Zu erinnern ist zunächst daran, dass es vor allem die FDP war, die sich Auslandseinsätzen der Bundeswehr verweigerte. Für sie war die Bundeswehr nur „zur Verteidigung“ da. Im Out-of-Area-Prozess vor dem Bundesverfassungsgericht klagte auch die FDP-Bundestagsfraktion neben der SPD gegen die Teilnahme der Bundeswehr an zwei UN- und einer NATO-Mission, was für die FDP besonders delikat war, weil sie zugleich an der Regierung beteiligt war, die die Missionen unterstützt hatte. Das Bundesverfassungsgericht ließ die Teilnahme Deutschlands an solchen Missionen im Out-of-Area-Urteil 1994 zu mit der Begründung, dass Deutschland im Rahmen von UNO und NATO als „Systeme gegenseitiger kollektiver Sicherheit“ im Sinne von Art. 24 Abs. 2 GG an deren Missionen teilnehmen könne; die Einordnung der NATO als ein derartiges System ist aber durchaus zweifelhaft. Rechtsstaatlicher Pluspunkt des Urteils war die Bedingung des Bundesverfassungsgerichts für die Teilnahme an derartigen Missionen; sie bedürften einer Vorab-Zustimmung des Bundestags wegen der Rolle der Bundeswehr als „Parlamentsheer“.

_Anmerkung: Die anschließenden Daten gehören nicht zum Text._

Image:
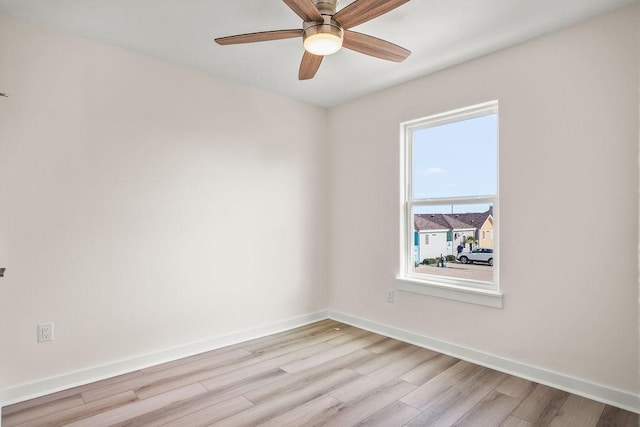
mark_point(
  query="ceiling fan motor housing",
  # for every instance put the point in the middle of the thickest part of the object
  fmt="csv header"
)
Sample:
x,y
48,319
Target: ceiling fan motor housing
x,y
329,26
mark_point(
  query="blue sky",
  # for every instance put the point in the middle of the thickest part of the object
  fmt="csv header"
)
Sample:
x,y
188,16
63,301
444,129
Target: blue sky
x,y
456,159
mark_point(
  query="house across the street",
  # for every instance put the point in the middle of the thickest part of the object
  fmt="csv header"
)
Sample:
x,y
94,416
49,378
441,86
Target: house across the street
x,y
440,234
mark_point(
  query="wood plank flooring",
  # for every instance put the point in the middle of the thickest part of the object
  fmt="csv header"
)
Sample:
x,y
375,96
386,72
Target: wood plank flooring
x,y
322,374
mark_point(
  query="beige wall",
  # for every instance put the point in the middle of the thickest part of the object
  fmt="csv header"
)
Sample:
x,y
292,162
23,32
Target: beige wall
x,y
568,149
144,206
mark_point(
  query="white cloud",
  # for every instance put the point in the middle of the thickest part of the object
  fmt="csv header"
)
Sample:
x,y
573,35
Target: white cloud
x,y
431,171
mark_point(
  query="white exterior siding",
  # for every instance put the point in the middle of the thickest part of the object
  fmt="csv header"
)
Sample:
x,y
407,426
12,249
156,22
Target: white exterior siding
x,y
437,244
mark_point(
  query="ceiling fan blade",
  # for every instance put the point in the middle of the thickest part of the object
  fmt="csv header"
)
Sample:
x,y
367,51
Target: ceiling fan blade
x,y
373,46
309,65
259,37
305,9
361,11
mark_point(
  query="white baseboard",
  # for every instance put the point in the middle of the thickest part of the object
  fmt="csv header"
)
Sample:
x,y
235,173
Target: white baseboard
x,y
600,393
65,381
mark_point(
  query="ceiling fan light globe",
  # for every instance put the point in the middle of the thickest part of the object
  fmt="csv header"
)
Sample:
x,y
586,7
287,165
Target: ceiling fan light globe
x,y
322,43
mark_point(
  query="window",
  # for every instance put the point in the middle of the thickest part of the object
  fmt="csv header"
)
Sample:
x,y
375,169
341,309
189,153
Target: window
x,y
450,190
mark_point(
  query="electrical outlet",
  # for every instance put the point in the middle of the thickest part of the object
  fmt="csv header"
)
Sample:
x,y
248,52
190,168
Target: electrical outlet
x,y
45,332
389,295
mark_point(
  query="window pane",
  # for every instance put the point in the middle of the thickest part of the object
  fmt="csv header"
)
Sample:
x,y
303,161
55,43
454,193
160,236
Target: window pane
x,y
456,159
455,233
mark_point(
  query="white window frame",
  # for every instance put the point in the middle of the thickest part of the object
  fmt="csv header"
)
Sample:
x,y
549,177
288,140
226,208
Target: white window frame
x,y
465,290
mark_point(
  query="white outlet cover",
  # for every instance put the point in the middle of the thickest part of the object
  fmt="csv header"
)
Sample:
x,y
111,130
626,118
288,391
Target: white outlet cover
x,y
45,332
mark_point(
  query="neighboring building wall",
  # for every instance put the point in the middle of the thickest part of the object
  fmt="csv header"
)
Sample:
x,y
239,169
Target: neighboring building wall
x,y
462,235
486,234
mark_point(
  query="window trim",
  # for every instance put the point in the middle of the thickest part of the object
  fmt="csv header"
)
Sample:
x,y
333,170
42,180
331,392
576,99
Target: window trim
x,y
465,290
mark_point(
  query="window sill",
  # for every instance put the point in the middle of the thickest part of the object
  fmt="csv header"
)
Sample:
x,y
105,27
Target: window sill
x,y
486,297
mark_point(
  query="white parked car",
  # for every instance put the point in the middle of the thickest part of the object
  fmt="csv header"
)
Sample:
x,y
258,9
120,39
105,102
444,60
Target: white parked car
x,y
476,255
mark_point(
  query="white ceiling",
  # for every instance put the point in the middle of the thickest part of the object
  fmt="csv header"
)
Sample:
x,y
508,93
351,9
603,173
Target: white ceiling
x,y
440,33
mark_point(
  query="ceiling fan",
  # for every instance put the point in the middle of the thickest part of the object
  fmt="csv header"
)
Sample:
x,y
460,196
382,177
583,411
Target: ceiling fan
x,y
324,31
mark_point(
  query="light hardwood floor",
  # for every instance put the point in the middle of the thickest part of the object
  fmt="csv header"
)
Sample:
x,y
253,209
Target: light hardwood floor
x,y
326,373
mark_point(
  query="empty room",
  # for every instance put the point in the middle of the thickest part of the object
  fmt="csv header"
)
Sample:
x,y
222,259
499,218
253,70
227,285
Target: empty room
x,y
319,213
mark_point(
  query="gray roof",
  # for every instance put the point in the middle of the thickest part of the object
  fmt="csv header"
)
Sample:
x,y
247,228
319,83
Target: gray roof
x,y
451,221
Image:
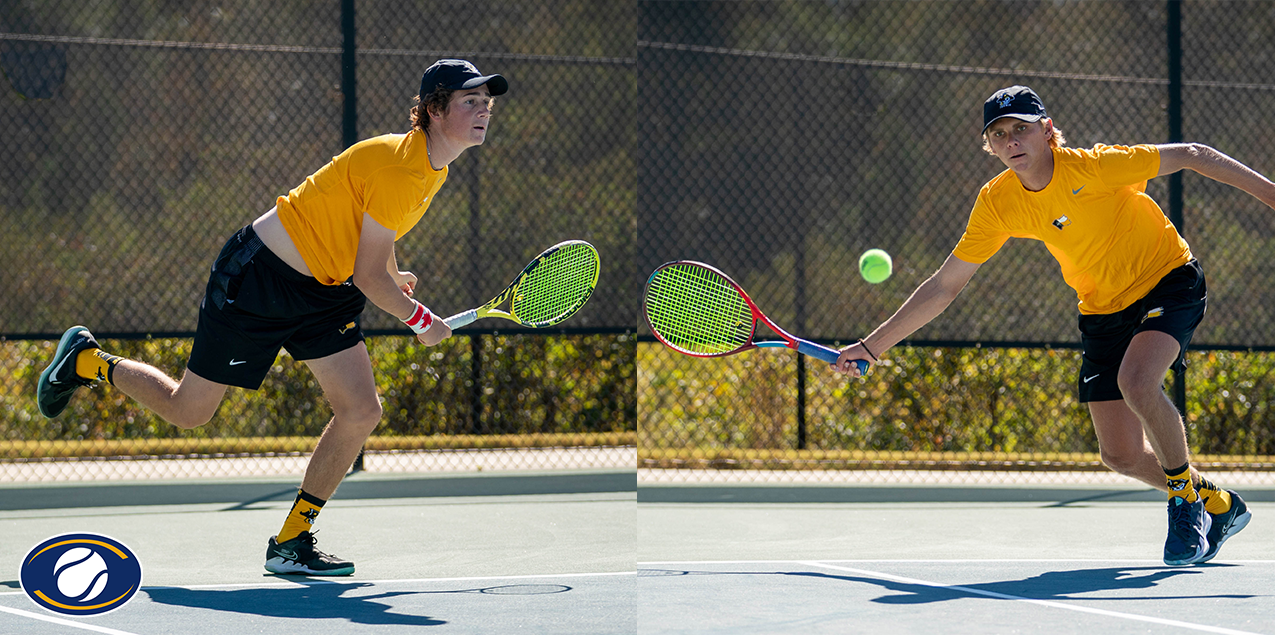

Der erste große Kriegseinsatz Deutschlands, die von Rot/Grün beschlossene Teilnahme am NATO-Krieg gegen Jugoslawien, war nun gleich ein Beispiel für einen Einsatz ohne völkerrechts- und verfassungsrechtliche Legitimation. Es ist heute herrschende Meinung unter den Völkerrechtlern, dass dieser Krieg gegen das Gewaltverbot des Art. 2 Abs. 4 der UN-Charta verstieß. Die Anwendung von militärischer Gewalt gegen einen Staat ist danach nur zulässig im Fall der Selbstverteidigung oder wenn der Sicherheitsrat zustimmt. Das war beim Jugoslawien-Krieg nicht der Fall. [Gerechtfertigt wurde der Krieg vielmehr als „humanitäre Intervention“ zur Verhinderung eines Völkermords im Kosovo. Dabei hat z. B. Heinz Loquai, seinerzeit Brigadegeneral der Bundeswehr, der für eine OSZE-Beobachtermission beurlaubt war, in seinem Buch Der Kosovo-Konflikt – Wege in einen vermeidbaren Krieg (2000) nachgewiesen, dass von Völkermord keine Rede sein konnte. Dasselbe ergibt sich aus zahlreichen Lageberichten des Auswärtigen Amtes für Asylverfahren, die die IALANA an die Öffentlichkeit gebracht hat. Loquai attestierte der NATO, sie habe sich als „Luftwaffe der UCK“ betätigt. Die völkerrechtliche Grundlage dafür, dass sich der Kosovo als Staat ausgerufen hat, ist also durchaus brüchig.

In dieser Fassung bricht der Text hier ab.